Your employer is required to provide you with a payment summary within 14 days of making your termination payment. The payment summary sets out the amount paid and the amount of tax withheld.

Your termination payment may include unused leave entitlements and an extra ‘redundancy’ amount which is determined according to the terms of your employment contract. The redundancy amount will be tax-free up to a limit, with any excess being taxed as an employment termination payment (ETP).

Unused leave entitlements

Any payments for unused annual and long service leave are included in your assessable income and can impact your entitlements to certain tax offsets or benefits or other liabilities. However, the Tax Office uses an offset system to ensure the rate paid on these unused leave payments is limited to the tax rates shown in the following table:

Type of leave Service period Taxation*
Annual leave Any 100% included in assessable income taxed at the maximum rate of 30%
Long service leave Pre 16 August 1978 5% included in assessable income taxed at your marginal tax rate
Post 15 August 1978 100% included in assessable income taxed at the maximum rate of 30%

* Medicare and other levies may also apply

Genuine redundancy tax-free amount

A portion of a genuine redundancy amount (not including the leave payments) will be tax-free if you are age 65 (or under the retirement age specified in your employment award) on the date of your termination. The tax-free amount is based on your years of completed service with your employer. For 2019/2020, the genuine redundancy tax-free amount is calculated as:

$10,638 + ($5,320 x each completed year of service)

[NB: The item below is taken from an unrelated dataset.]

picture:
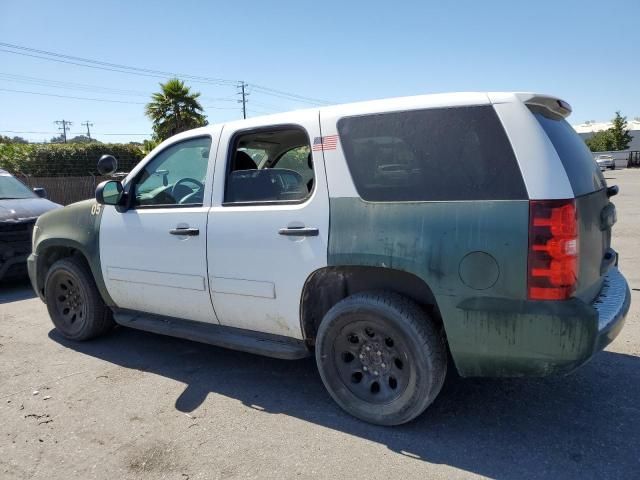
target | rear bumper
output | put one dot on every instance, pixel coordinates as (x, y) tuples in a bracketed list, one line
[(612, 305), (533, 338)]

If your redundancy amount is less than the result of this formula, it will be entirely tax-free and you only pay tax on the leave payments.

Employment termination payment (ETP)

If your redundancy amount (not including leave entitlements) is greater than the tax-free amount, the balance is generally called an ETP.

Most ETPs consist of only taxable component; however a tax-free component will exist if you commenced working for your employer before 1 July 1983 or you are terminating employment due to invalidity.

Your employer will withhold lump sum tax from the taxable component of the ETP depending on your age and the amount of the ETP. Lump sum tax rates for 2019/2020 are as follows:

ETP Amounts up to $210,000* Amounts over $210,000*
Under preservation age 30% 45%
Over preservation age^ 15% 45%

* Rates and thresholds apply for 2019/2020 financial year. Medicare and other levies may also apply.

^ Applies if payment is received after preservation age or in the year in which preservation age will be reached.

Consequences

  • The taxable component of the ETP is added to your assessable income and may impact your entitlement to certain tax offsets and concessions or other liabilities.
  • The value of the ETP and unused leave payments count towards the Centrelink income maintenance period, which may result in you being excluded from receiving Centrelink benefits for a period of time. This period is generally the number of weeks’ salary that the payments equate to.